Oggi i codici a barre Gs1 sono presenti su oltre un miliardo di prodotti: solo in Italia, nei supermercati, ipermercati e punti vendita a libero servizio ogni anno vengono venduti circa 350 mila prodotti di largo consumo confezionato con codice a barre GS1 (senza contare i prodotti a peso variabile e il non food) che passano in cassa 30,2 miliardi di volte generando 2,7 miliardi di scontrini.
«L’arrivo del codice a barre – raccontano da Gs1 – è stato rivoluzionario tanto che la BBC l’ha inserito tra le “50 cose che hanno reso globale l'economia”: ha cambiato per sempre il nostro modo di fare acquisti, continua a farlo oggi, collegando un prodotto fisico a informazioni digitali che viaggiano senza ostacoli lungo tutta la supply chain».

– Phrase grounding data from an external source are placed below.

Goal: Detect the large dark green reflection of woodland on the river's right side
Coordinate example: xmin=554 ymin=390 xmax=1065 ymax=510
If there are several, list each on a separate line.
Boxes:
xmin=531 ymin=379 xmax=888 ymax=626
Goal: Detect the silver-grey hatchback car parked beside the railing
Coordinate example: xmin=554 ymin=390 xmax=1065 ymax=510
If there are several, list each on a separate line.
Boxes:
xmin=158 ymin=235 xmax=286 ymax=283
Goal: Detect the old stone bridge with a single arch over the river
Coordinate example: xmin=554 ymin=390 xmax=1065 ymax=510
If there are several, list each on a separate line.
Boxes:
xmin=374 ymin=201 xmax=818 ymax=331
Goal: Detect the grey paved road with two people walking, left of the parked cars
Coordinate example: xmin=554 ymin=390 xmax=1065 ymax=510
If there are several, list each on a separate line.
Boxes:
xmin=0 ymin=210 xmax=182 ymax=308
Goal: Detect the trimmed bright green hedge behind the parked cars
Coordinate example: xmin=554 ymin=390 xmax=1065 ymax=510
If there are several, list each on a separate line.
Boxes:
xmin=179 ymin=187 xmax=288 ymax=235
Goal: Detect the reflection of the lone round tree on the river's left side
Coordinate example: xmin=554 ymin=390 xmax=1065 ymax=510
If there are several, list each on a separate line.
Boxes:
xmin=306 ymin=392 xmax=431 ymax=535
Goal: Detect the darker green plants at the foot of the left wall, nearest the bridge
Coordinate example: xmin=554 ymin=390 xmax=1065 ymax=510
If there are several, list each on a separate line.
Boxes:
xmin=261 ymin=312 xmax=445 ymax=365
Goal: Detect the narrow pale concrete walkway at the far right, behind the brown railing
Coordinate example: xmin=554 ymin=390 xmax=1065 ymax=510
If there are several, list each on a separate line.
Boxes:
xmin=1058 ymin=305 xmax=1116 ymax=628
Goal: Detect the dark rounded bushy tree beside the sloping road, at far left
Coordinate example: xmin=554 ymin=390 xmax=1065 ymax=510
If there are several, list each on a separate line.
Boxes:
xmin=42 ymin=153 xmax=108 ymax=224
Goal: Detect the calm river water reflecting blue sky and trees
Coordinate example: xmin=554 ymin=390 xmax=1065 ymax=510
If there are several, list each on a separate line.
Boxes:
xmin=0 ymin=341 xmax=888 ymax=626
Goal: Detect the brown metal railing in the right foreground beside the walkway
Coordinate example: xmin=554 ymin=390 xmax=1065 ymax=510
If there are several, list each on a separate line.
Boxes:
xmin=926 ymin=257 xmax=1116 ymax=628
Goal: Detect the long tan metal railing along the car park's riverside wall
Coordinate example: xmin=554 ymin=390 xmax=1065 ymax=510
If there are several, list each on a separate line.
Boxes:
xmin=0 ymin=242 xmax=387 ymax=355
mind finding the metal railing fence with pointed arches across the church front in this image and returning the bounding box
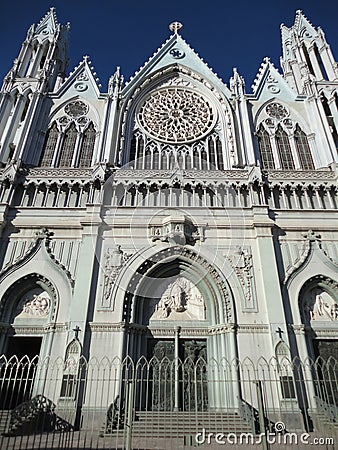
[0,356,338,450]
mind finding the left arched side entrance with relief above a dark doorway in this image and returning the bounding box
[0,273,56,409]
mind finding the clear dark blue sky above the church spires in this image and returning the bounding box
[0,0,338,91]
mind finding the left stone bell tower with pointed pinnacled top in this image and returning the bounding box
[0,8,69,165]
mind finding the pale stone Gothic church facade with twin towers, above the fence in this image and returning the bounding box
[0,8,338,414]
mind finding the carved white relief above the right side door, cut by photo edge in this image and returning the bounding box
[304,287,338,323]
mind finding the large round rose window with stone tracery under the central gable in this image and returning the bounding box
[136,88,216,143]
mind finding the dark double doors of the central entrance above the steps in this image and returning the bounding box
[148,338,208,411]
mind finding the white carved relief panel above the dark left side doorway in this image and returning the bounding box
[15,288,51,319]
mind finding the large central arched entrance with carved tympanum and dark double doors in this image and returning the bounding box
[120,245,239,410]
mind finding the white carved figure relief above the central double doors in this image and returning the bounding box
[150,277,205,320]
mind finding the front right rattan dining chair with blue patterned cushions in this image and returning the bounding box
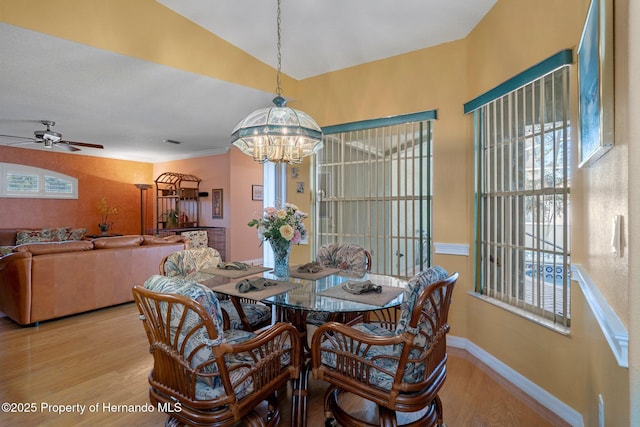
[311,267,458,426]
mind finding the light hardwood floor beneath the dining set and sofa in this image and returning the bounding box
[0,303,566,427]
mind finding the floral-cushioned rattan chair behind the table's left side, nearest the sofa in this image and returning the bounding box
[160,247,271,331]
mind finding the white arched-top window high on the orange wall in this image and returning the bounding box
[0,163,78,199]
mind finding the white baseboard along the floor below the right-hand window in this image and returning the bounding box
[447,335,584,427]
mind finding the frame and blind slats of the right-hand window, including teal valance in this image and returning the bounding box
[464,50,573,333]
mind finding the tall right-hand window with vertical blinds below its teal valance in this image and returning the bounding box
[474,51,571,328]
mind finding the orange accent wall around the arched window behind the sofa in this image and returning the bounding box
[0,146,153,234]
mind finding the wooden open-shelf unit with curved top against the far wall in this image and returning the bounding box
[155,172,200,230]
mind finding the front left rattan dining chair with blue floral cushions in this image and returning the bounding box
[133,275,300,426]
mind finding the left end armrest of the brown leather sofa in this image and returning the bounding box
[0,252,32,325]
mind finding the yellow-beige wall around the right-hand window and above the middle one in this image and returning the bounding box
[292,0,629,426]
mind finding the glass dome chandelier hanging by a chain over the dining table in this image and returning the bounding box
[231,0,322,164]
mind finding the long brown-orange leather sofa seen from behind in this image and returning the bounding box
[0,235,185,325]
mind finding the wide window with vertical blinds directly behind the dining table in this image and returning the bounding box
[315,111,435,277]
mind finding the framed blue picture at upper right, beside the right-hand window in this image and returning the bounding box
[578,0,614,167]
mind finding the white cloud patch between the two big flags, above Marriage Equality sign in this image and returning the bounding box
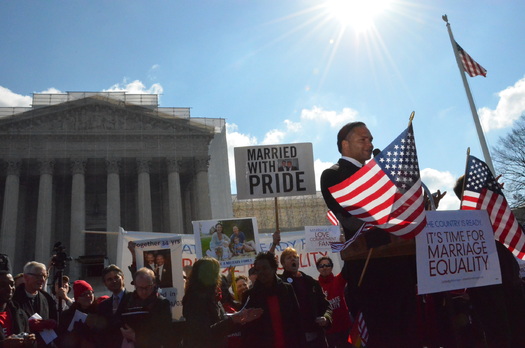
[421,168,459,210]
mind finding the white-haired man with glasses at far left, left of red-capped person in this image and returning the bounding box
[13,261,58,347]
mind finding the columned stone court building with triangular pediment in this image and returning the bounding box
[0,92,233,279]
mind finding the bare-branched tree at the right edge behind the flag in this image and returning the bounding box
[493,114,525,208]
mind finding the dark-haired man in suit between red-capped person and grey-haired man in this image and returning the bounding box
[98,265,128,348]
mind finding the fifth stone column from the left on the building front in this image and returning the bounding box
[137,158,153,232]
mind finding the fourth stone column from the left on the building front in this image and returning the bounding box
[106,158,120,264]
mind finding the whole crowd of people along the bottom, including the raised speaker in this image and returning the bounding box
[0,122,525,348]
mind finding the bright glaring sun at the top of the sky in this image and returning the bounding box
[326,0,392,32]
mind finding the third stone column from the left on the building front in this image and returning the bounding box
[69,158,87,279]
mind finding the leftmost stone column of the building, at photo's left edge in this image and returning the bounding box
[0,160,21,256]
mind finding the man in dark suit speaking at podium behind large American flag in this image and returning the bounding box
[321,122,417,348]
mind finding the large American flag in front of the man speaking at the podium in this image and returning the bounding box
[329,123,426,238]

E con ogni probabilità continuerà a farlo anche in futuro, cavalcando la rivoluzione digitale che stiamo attraversando. I codici di nuova generazione (come i codici QR bidimensionali) possono contenere «quantità senza precedenti di dati affidabili per le aziende, per le autorità di regolamentazione, per i consumatori e per i pazienti, offrendo molto di più che semplici link a pagine web». Possono raccontare la “storia” di un prodotto, la sua provenienza, la presenza di allergeni, la certificazione biologica, le modalità di riciclo e la sua impronta ambientale, raggiungendo un nuovo livello di trasparenza che aiuterà le persone a prendere decisioni sempre più consapevoli su ciò che acquistano e utilizzano.

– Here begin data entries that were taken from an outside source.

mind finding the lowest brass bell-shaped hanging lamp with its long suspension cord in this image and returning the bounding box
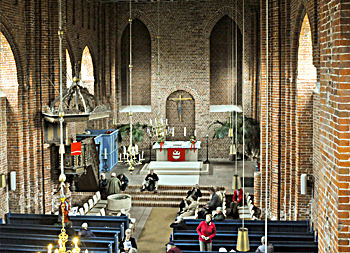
[236,0,250,252]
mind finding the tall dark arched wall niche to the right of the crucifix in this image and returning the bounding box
[210,15,242,105]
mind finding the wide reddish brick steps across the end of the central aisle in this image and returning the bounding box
[123,185,223,207]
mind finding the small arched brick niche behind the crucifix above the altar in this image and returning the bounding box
[166,90,196,141]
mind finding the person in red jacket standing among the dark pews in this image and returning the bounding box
[197,214,216,251]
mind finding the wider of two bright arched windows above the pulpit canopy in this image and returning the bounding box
[81,46,95,94]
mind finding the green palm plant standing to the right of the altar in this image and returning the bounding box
[208,113,260,158]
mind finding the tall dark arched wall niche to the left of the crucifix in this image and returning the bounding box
[120,18,152,106]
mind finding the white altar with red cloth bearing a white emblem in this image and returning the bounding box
[152,141,201,162]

GS1 è l’organizzazione no profit presente in 116 paesi che sviluppa gli standard globali come il barcode e che è presente. In Italia dal 1978 è rappresentata da GS1 Italy, che si prepara a tagliare il traguardo dei 45 anni di attività.
GS1 Italy riunisce 40mila imprese dei settori largo consumo, sanitario, bancario, della pubblica amministrazione e della logistica. I sistemi standard GS1, i processi condivisi Ecr, i servizi e gli osservatori di ricerca che GS1 Italy mette a disposizione semplificano e accelerano il processo della trasformazione digitale delle imprese e della supply chain, perché permettono alle aziende di creare esperienze gratificanti per il consumatore, aumentare la trasparenza, ridurre i costi e fare scelte sostenibili.

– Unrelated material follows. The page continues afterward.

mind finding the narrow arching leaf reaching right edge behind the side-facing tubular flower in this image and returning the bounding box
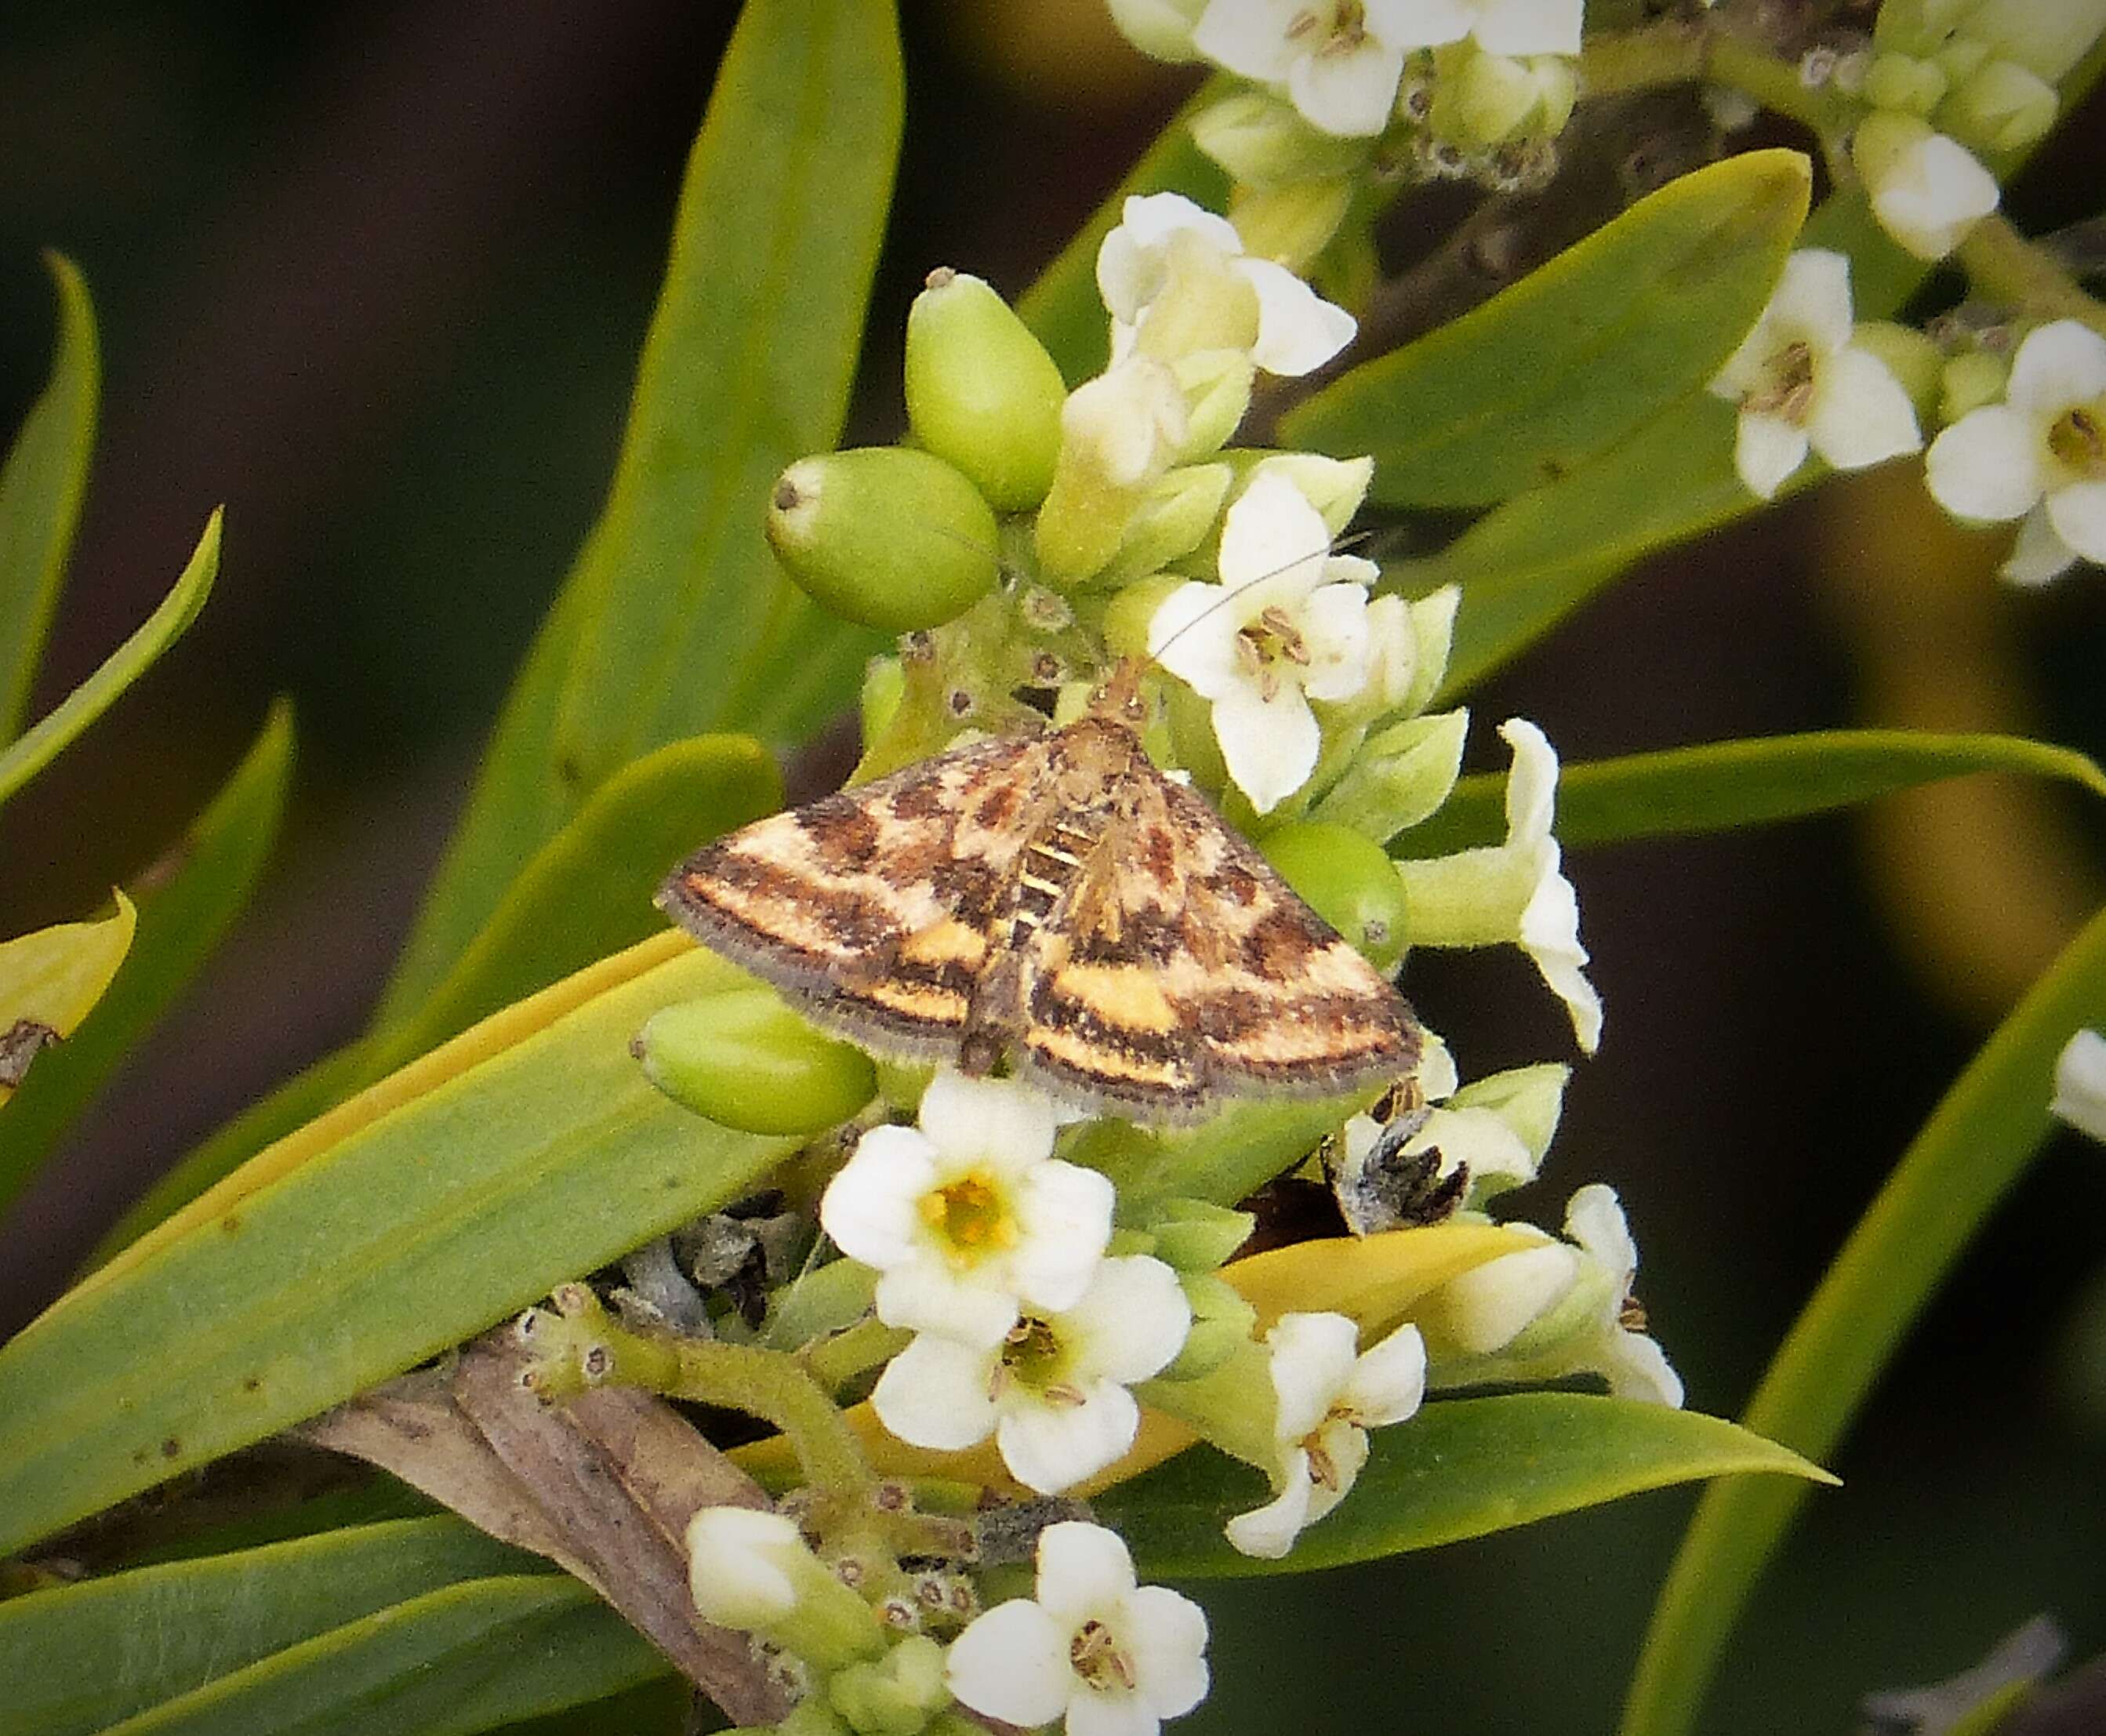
[1396,729,2106,855]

GS1 sta ora «costruendo una rete di leader del settore per diffondere i barcode di nuova generazione in tutto il mondo».
«Dobbiamo replicare la visione ambiziosa dei leader che nel 1973 si unirono per il bene comune. Se passiamo tutti a una nuova generazione di codici a barre standard GS1, metteremo la tecnologia al servizio di un commercio più efficiente, di acquisti più sostenibili da parte dei consumatori e della sicurezza dei pazienti» afferma Francesco Pugliese, presidente di GS1 Italy.
Alla fine del 2020 è stato lanciato GS1 Digital Link che «definisce una nuova struttura standard di informazioni in un QR code per connettere i consumatori a tutte le informazioni di prodotto: dagli ingredienti alle indicazioni di riciclabilità, fino a offerte, valutazioni degli utenti, contenuti social e avvisi di richiamo».
Rappresentato da un normale QR code, scansionabile con lo smartphone, il GS1 Digital Link abilita insomma innumerevoli applicazioni, anche in chiave di sostenibilità: «può ad esempio – si legge in una nota – essere usato per contribuire alla riduzione degli sprechi, soprattutto alimentari, codificando la data di scadenza e abilitando in questo modo promozioni e incentivi per l’acquisto di prodotti vicini alla loro scadenza, e all'economia circolare, fornendo informazioni dettagliate sulla riciclabilità di prodotti e confezioni e consigli per il loro riuso o corretto conferimento».